The Mumbai-based bank, which raised $1.5 billion in overseas loans this month, hired Goldman Sachs Group Inc, Deutsche Bank AG and Merrill Lynch & Co to arrange the bond sale, according to an e-mail sent to investors. ICICI Bank plans to set terms on the "benchmark'' sized offering during New York trading hours, the e-mail shows.
 
ICICI is tapping the debt market after the US Federal Reserve cut the benchmark rate for overnight borrowing by half a percentage point to 4.75 per cent on September 18. Investors have so far placed orders for $2 billion of the securities, according to the e-mail.
 
``I am glad to see the primary market finally reopening,'' said Clifford Lau, a Singapore-based portfolio manager at Pramerica Fixed Income, which manages $7.6 billion in emerging market assets. ``There are a lot of issues waiting to be re- launched.''
 
ICICI Bank is seeking to price the bonds to yield about 2.375 percentage points more than Treasuries of similar maturity, the e-mail shows.
 
Investors demand an extra yield, or spread, of 2.24 percentage points to own ICICI's 5.75 per cent bonds maturing in 2012 rather than treasuries, more than double the premium of 1.03 percentage points on June 1, according to HSBC Holdings Plc.
 
ICICI Bank has been raising funds to meet growing credit demand in the world's fastest-growing major economy after China.
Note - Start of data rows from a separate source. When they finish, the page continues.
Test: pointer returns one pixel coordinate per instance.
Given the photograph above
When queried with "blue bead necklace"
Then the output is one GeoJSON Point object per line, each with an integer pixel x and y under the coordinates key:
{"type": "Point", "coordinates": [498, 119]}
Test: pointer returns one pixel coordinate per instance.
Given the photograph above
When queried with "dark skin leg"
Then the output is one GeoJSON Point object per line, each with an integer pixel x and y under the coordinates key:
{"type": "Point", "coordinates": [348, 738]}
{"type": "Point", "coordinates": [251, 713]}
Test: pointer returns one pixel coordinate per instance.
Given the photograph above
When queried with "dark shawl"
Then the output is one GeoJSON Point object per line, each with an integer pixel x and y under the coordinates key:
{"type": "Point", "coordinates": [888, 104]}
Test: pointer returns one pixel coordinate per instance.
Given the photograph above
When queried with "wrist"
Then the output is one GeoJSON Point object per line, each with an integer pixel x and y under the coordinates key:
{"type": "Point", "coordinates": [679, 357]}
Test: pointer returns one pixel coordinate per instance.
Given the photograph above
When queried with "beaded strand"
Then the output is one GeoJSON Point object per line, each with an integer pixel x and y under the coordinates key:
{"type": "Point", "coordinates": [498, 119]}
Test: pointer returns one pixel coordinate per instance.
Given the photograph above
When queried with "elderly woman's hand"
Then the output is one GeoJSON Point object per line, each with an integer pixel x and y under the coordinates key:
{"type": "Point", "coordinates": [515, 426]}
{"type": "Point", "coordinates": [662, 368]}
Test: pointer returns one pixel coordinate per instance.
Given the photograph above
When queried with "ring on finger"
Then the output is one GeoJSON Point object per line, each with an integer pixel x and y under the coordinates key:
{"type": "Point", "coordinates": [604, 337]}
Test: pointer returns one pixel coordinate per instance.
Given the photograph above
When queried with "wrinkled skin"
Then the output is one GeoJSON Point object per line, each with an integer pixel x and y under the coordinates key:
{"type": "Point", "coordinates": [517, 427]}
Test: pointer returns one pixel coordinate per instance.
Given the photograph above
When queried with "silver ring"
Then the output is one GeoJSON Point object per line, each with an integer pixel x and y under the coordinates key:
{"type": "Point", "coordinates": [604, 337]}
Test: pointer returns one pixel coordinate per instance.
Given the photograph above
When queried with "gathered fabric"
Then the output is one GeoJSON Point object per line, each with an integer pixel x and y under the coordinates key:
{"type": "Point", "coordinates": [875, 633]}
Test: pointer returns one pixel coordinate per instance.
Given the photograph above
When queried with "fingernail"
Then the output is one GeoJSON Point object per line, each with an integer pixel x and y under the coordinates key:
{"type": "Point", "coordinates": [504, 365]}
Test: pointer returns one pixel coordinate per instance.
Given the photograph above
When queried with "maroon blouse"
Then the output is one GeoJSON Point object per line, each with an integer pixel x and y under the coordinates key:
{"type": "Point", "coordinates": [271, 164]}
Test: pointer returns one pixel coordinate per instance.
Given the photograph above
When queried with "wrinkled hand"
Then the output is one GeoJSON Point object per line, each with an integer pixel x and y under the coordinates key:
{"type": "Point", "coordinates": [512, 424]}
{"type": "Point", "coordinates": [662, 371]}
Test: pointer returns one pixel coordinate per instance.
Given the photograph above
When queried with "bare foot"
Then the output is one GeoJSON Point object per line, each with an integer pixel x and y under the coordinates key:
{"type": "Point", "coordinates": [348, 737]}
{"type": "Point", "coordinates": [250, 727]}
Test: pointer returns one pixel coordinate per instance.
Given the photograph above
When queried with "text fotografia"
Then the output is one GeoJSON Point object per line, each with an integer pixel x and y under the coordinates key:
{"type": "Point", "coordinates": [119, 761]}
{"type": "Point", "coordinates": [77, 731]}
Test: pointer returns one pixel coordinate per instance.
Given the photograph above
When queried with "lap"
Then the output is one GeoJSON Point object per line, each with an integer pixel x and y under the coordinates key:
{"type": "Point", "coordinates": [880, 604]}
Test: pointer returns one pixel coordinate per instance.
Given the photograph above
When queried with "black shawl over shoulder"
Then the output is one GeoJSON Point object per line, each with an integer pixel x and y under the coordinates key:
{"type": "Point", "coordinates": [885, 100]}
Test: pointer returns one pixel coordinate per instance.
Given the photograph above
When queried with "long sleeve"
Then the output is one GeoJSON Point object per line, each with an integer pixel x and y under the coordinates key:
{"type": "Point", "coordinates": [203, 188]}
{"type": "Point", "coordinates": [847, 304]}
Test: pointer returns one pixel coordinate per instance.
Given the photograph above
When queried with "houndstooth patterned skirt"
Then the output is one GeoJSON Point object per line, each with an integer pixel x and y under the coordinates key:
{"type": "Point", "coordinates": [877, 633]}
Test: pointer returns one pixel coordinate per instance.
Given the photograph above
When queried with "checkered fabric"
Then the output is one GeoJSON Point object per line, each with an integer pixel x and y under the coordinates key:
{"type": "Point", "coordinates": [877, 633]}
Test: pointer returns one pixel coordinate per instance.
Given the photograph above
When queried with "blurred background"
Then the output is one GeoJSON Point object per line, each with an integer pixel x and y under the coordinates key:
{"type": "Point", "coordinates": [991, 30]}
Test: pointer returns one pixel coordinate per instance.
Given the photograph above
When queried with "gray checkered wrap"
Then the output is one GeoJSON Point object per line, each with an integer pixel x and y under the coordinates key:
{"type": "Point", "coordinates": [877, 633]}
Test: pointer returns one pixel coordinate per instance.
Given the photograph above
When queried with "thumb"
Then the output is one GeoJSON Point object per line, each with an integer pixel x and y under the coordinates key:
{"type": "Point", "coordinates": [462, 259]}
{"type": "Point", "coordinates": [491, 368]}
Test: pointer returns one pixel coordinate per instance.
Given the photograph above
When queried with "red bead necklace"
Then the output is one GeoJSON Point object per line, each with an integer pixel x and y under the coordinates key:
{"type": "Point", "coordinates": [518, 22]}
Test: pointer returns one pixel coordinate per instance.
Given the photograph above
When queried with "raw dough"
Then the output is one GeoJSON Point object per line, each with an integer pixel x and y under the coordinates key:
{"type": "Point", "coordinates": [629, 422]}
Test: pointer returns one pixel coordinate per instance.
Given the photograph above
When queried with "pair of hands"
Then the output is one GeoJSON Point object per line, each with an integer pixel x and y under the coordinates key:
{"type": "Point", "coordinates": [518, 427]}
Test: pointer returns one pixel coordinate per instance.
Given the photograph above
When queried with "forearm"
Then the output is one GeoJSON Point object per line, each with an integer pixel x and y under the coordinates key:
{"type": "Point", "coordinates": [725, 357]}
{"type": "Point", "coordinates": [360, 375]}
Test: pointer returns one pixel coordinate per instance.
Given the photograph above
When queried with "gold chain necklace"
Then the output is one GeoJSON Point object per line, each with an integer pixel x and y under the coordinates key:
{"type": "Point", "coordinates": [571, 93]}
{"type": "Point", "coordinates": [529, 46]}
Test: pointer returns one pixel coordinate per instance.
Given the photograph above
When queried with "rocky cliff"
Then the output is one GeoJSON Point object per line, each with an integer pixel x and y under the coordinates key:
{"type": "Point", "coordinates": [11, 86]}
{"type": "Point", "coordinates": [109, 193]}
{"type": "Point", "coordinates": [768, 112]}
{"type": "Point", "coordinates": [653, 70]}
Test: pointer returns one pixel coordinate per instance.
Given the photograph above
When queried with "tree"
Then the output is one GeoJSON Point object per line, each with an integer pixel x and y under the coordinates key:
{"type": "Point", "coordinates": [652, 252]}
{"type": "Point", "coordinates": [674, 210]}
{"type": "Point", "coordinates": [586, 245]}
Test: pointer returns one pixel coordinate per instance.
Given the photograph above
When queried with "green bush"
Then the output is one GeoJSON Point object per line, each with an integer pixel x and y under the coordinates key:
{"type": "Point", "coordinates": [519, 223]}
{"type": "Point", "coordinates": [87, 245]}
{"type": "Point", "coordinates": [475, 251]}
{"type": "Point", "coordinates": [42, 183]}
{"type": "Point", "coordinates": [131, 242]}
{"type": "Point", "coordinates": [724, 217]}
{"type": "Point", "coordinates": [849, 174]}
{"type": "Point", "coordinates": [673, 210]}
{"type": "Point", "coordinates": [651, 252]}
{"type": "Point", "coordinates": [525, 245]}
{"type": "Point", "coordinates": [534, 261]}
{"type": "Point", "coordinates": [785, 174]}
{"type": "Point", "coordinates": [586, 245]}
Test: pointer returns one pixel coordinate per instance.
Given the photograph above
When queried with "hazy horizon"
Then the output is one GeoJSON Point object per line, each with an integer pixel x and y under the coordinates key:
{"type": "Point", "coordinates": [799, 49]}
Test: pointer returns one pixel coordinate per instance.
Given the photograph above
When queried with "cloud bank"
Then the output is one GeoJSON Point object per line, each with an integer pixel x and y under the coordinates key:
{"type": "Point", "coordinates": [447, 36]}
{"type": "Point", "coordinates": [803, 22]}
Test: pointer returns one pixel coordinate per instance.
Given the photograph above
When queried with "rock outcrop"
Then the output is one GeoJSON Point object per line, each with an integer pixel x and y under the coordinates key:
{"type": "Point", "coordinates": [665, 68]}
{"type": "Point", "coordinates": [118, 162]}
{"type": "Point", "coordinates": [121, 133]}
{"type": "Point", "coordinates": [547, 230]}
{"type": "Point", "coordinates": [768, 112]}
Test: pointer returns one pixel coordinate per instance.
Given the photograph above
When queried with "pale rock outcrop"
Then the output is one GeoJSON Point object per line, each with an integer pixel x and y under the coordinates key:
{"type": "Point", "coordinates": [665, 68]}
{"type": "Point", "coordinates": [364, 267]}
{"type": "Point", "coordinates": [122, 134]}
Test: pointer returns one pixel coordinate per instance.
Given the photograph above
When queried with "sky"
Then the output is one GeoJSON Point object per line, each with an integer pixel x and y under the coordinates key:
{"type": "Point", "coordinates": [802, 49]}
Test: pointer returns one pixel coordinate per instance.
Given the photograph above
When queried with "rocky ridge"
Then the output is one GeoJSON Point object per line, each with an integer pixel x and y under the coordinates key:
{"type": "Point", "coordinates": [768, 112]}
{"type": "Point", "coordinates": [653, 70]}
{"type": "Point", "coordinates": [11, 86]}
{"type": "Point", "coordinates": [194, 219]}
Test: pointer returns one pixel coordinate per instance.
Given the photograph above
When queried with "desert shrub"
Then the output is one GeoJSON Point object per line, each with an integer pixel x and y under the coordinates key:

India's central bank estimates the $875 billion economy will grow 8.5 per cent in the year to March 31.
 
ICICI almost tripled its balance sheet to $62 billion in the five years to March 31, according to data compiled by Bloomberg. The bank has said it will increase assets by as much as 30 percent this year.
 
The bank raised $5 billion in June in the nation's largest share sale and borrowed $1.5 billion, a record loan by an Indian bank, this month.
 
ICICI Bank has sold $4 billion of bonds since January, the most in a year since Bloomberg started collecting data in 1999. Losses on securities tied to mortgages for people with poor credit histories have increased the cost of borrowing for all but the most creditworthy companies.
 
Spreads on Asian companies fell to 1.94 percentage points more than treasuries, from 2.08 percentage points on September 17, according to J P Morgan Chase & Co.'s Asian Credit Index. The index remains higher than it was on June 1, when it stood at 1.24 percentage points.